COMEX gold for February delivery, the active month, plummeted $26/oz
Wednesday after a large sell order was placed at the open of New York trade.
The sell order, consisting of 7,800 contracts, amounted to 24 mt of gold.
Though February gold regained $10 of the loss on Thursday, prices
tumbled Friday morning back to key support levels in the lower $1,700s.
"The reason why the price is not climbing more sharply is that there is
currently greater demand for cyclical metals," Commerzbank analysts said in a
report, referring to base metals and precious metals with industrial
applications, like palladium.
But physical inflows into gold exchange traded funds in recent days
have been substantial, Commerzbank analysts said. At the end of Thursday, net
inflows into major gold ETFs have totaled 13 mt, 4.8 mt of which went into
SPDR Gold Shares, the world's largest gold ETF.

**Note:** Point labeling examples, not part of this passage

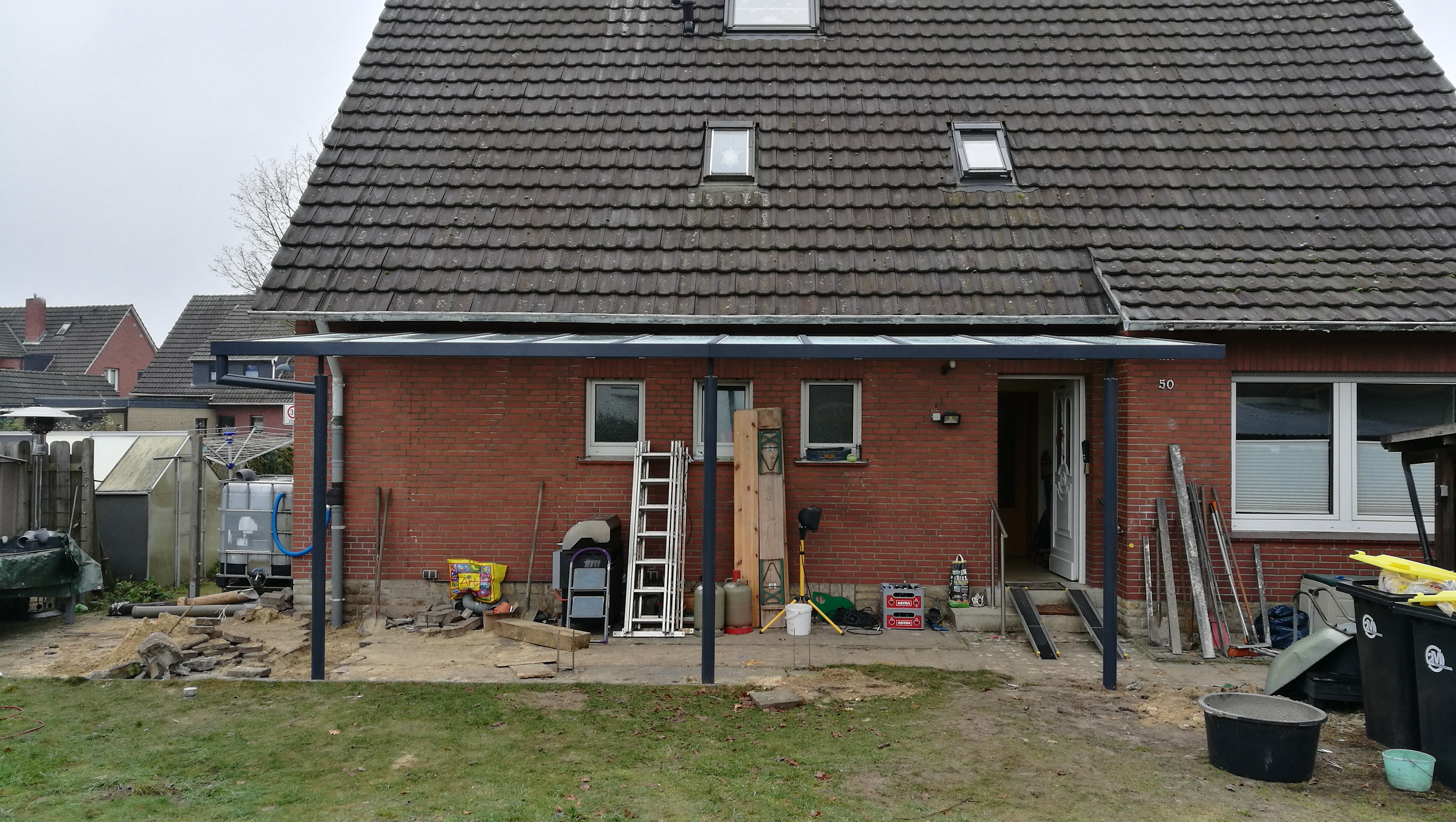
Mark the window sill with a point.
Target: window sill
(1327, 536)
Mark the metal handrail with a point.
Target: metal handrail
(1000, 561)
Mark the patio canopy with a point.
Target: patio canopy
(710, 348)
(726, 347)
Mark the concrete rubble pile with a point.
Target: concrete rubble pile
(204, 651)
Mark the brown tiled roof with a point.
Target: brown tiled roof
(75, 351)
(206, 319)
(1224, 161)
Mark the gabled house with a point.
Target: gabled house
(988, 178)
(180, 390)
(102, 341)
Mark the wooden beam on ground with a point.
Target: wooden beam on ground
(1186, 521)
(544, 635)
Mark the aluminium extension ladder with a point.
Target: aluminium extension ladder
(656, 543)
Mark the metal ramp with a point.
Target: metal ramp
(657, 537)
(1037, 633)
(1091, 617)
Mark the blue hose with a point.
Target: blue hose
(277, 545)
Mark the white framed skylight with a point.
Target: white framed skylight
(980, 153)
(728, 153)
(772, 17)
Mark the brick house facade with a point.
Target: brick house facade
(1138, 177)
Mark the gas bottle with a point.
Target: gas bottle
(718, 607)
(739, 606)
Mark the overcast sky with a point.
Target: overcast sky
(124, 126)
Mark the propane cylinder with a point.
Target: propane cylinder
(718, 609)
(740, 607)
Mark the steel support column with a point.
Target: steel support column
(318, 519)
(710, 606)
(1110, 527)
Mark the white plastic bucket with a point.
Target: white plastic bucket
(798, 617)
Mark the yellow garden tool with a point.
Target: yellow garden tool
(809, 521)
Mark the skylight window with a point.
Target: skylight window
(730, 150)
(772, 15)
(980, 153)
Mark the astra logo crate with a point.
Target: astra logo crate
(905, 620)
(902, 597)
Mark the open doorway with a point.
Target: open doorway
(1040, 478)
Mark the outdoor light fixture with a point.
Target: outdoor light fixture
(809, 520)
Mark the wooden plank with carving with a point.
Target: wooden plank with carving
(746, 498)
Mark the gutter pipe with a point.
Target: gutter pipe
(335, 497)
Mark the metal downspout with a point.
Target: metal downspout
(335, 495)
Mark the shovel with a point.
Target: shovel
(375, 622)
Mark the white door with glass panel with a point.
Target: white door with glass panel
(1066, 481)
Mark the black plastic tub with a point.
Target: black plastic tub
(1387, 665)
(1260, 737)
(1433, 650)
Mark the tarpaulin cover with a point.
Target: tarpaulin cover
(48, 572)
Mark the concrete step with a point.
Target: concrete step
(989, 620)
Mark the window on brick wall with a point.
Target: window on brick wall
(615, 417)
(1308, 457)
(731, 396)
(829, 418)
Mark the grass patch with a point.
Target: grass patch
(341, 751)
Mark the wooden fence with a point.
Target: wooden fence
(68, 492)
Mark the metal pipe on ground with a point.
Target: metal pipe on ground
(140, 612)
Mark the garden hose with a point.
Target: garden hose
(277, 545)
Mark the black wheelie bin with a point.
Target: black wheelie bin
(1433, 654)
(1387, 667)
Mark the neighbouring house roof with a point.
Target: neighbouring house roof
(1203, 164)
(206, 319)
(73, 351)
(22, 388)
(9, 344)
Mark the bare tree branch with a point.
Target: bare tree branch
(263, 208)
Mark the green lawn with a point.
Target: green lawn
(303, 751)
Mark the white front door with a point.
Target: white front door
(1066, 481)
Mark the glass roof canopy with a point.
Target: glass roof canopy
(724, 347)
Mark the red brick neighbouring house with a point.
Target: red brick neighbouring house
(101, 341)
(178, 392)
(928, 169)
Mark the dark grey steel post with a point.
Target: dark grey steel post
(318, 508)
(1416, 508)
(710, 609)
(1110, 529)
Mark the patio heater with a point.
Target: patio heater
(39, 421)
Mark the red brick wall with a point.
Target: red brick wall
(466, 443)
(1196, 414)
(127, 351)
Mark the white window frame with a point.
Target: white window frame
(733, 27)
(972, 177)
(724, 449)
(710, 177)
(804, 417)
(1344, 430)
(614, 449)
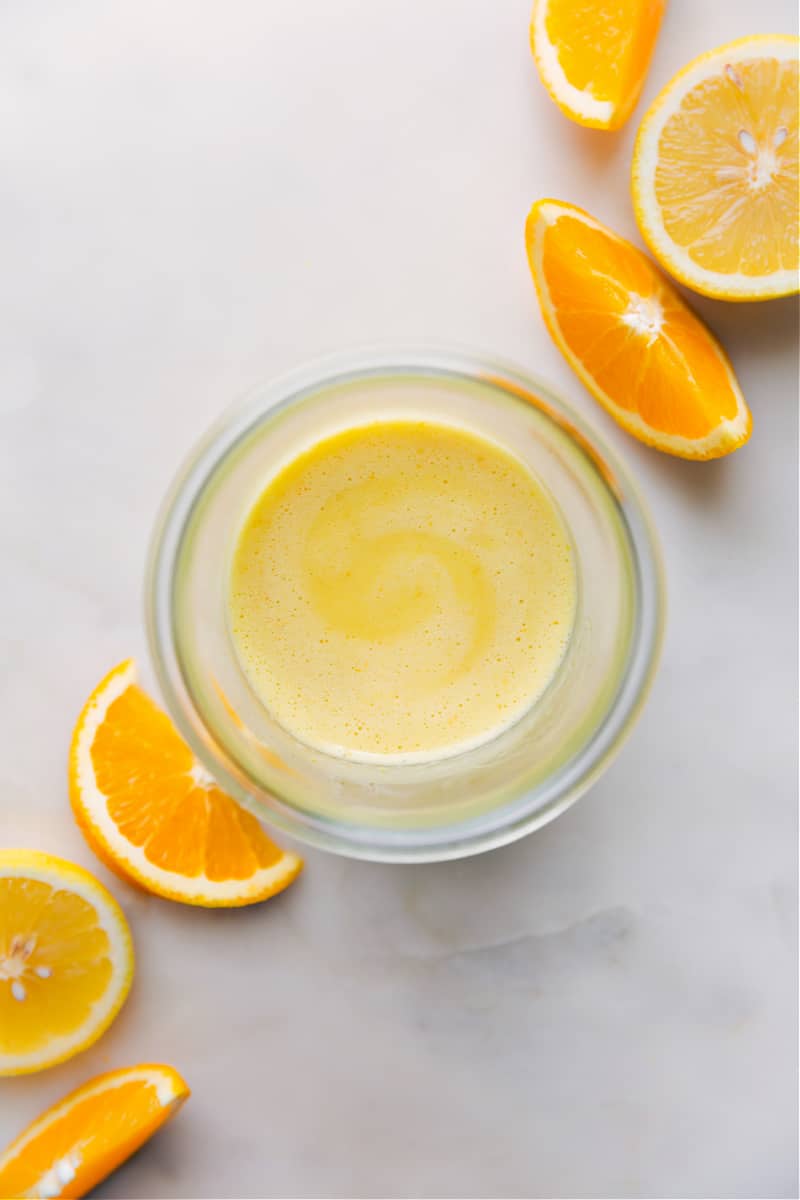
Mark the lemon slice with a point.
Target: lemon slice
(715, 172)
(66, 960)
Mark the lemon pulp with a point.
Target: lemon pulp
(402, 588)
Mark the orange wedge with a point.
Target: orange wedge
(154, 814)
(88, 1134)
(715, 172)
(637, 346)
(66, 960)
(593, 55)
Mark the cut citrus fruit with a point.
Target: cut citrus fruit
(593, 55)
(154, 814)
(715, 172)
(66, 960)
(88, 1134)
(637, 346)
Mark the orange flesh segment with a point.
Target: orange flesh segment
(605, 48)
(144, 769)
(727, 172)
(675, 381)
(91, 1138)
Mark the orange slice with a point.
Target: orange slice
(66, 960)
(154, 814)
(715, 172)
(88, 1134)
(593, 55)
(637, 346)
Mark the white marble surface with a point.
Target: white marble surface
(196, 195)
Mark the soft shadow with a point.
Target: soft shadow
(600, 149)
(765, 328)
(704, 484)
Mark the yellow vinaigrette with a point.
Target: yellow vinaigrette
(403, 588)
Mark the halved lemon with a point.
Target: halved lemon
(154, 814)
(627, 334)
(593, 55)
(715, 172)
(88, 1134)
(66, 960)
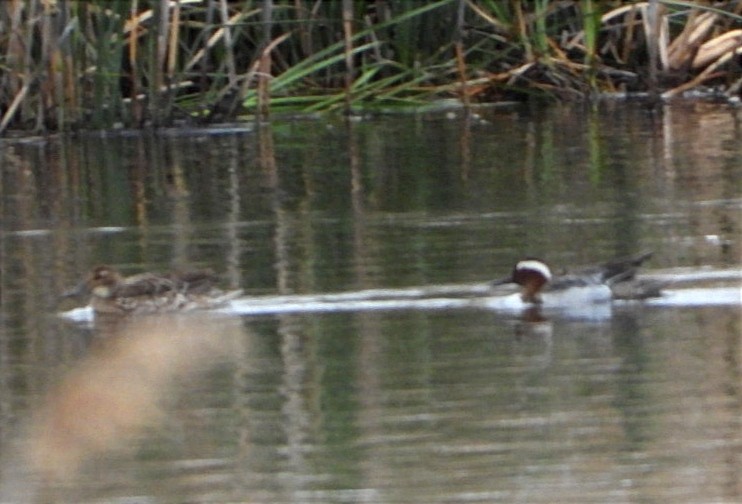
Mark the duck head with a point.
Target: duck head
(100, 282)
(531, 274)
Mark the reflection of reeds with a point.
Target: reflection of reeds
(105, 403)
(99, 63)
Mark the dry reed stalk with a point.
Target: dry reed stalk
(265, 62)
(684, 47)
(228, 43)
(716, 48)
(133, 28)
(459, 52)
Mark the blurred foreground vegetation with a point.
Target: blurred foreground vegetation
(70, 64)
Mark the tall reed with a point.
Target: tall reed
(128, 63)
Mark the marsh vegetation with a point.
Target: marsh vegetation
(130, 63)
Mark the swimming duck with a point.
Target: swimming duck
(112, 293)
(615, 279)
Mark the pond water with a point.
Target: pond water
(400, 401)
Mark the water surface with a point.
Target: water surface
(402, 403)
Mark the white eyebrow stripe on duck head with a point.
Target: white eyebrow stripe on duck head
(534, 265)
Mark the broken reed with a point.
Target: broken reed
(105, 63)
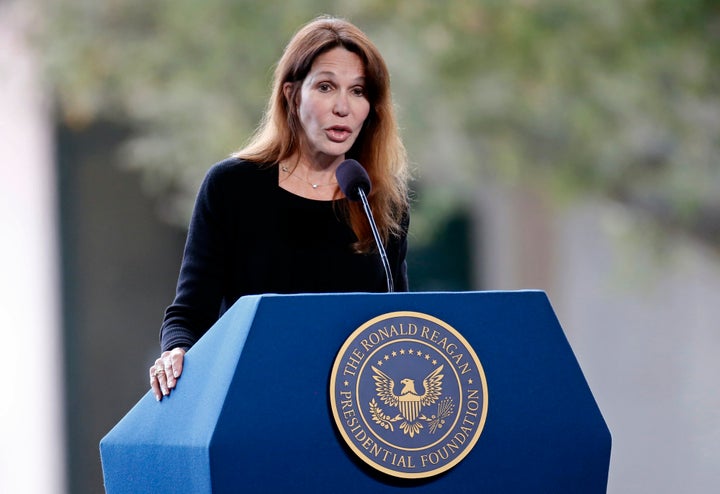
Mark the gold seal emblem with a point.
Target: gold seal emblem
(408, 394)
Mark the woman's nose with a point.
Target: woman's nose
(341, 105)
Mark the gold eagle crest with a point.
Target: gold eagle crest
(409, 403)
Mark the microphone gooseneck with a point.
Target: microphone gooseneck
(355, 184)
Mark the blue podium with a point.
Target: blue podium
(252, 411)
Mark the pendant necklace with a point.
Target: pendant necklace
(311, 184)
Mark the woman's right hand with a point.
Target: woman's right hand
(166, 371)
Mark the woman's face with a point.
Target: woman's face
(333, 106)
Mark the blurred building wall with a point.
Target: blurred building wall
(32, 454)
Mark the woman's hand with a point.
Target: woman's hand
(166, 371)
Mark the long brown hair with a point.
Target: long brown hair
(378, 147)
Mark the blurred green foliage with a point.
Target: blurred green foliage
(615, 98)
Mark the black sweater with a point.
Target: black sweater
(250, 236)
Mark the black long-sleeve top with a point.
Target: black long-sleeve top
(248, 236)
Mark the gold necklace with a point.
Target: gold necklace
(311, 184)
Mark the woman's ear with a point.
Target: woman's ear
(289, 92)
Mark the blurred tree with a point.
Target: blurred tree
(619, 98)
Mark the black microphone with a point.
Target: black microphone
(355, 184)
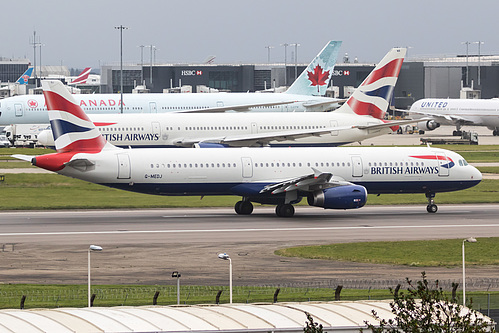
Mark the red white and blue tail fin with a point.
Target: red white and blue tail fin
(374, 95)
(73, 131)
(82, 78)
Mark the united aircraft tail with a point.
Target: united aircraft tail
(23, 79)
(315, 78)
(82, 78)
(374, 95)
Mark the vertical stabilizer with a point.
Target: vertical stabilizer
(374, 95)
(82, 78)
(72, 129)
(315, 78)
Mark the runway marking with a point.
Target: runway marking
(65, 233)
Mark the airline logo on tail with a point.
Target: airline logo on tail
(82, 78)
(315, 78)
(374, 94)
(72, 129)
(23, 79)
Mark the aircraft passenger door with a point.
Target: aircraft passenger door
(444, 164)
(18, 109)
(123, 166)
(247, 167)
(152, 107)
(333, 123)
(254, 128)
(357, 166)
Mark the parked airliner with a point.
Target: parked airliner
(334, 178)
(361, 117)
(458, 112)
(305, 94)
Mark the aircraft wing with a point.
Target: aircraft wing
(308, 183)
(238, 108)
(333, 101)
(263, 139)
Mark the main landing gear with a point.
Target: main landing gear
(245, 207)
(431, 208)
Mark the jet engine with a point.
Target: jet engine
(341, 197)
(428, 125)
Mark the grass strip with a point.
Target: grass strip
(425, 253)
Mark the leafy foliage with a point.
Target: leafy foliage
(424, 308)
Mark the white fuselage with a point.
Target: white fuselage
(477, 112)
(245, 171)
(181, 130)
(31, 109)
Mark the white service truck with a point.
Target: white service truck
(24, 135)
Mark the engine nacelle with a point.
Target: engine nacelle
(341, 197)
(428, 125)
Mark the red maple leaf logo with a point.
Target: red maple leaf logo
(318, 77)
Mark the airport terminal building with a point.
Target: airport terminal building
(469, 76)
(446, 77)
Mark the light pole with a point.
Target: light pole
(141, 64)
(225, 256)
(469, 240)
(285, 63)
(467, 70)
(90, 249)
(268, 54)
(177, 275)
(479, 43)
(150, 70)
(121, 28)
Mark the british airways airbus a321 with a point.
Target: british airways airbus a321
(305, 94)
(335, 178)
(361, 117)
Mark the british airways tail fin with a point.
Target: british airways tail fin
(315, 78)
(374, 95)
(23, 79)
(72, 129)
(82, 77)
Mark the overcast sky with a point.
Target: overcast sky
(82, 33)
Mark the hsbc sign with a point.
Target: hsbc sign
(339, 72)
(191, 72)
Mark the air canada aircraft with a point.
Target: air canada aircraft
(361, 117)
(457, 112)
(334, 178)
(305, 94)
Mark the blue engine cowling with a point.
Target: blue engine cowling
(341, 197)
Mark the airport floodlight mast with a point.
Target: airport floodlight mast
(467, 68)
(91, 249)
(468, 240)
(152, 47)
(268, 53)
(35, 43)
(225, 256)
(479, 43)
(285, 63)
(296, 58)
(141, 64)
(121, 28)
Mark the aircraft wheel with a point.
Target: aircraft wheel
(285, 210)
(431, 208)
(245, 207)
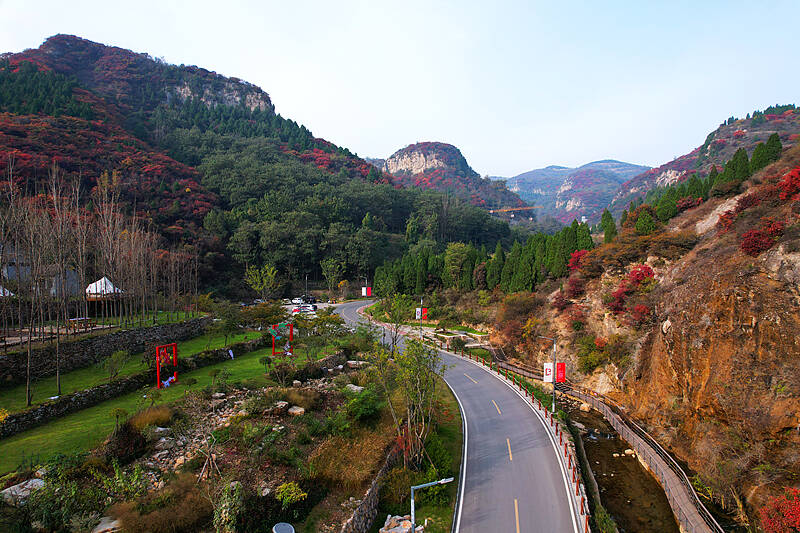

"ETF investors, who are generally regarded as taking a longer-term
view, are proof that gold remains in high demand as a store of value and a
safe haven despite all the price fluctuations," Commerzbank analysts said in
the report. "We are confident that the gold price will continue to climb in
2013."
In a separate report released Thursday, Commerzbank analysts also
pointed loose monetary policies being pursued by major central banks and
geopolitical risks as additional drivers of gold prices.
"We are confident that the gold price will achieve, and indeed exceed at
least temporarily, the $2,000/oz mark next year," they said.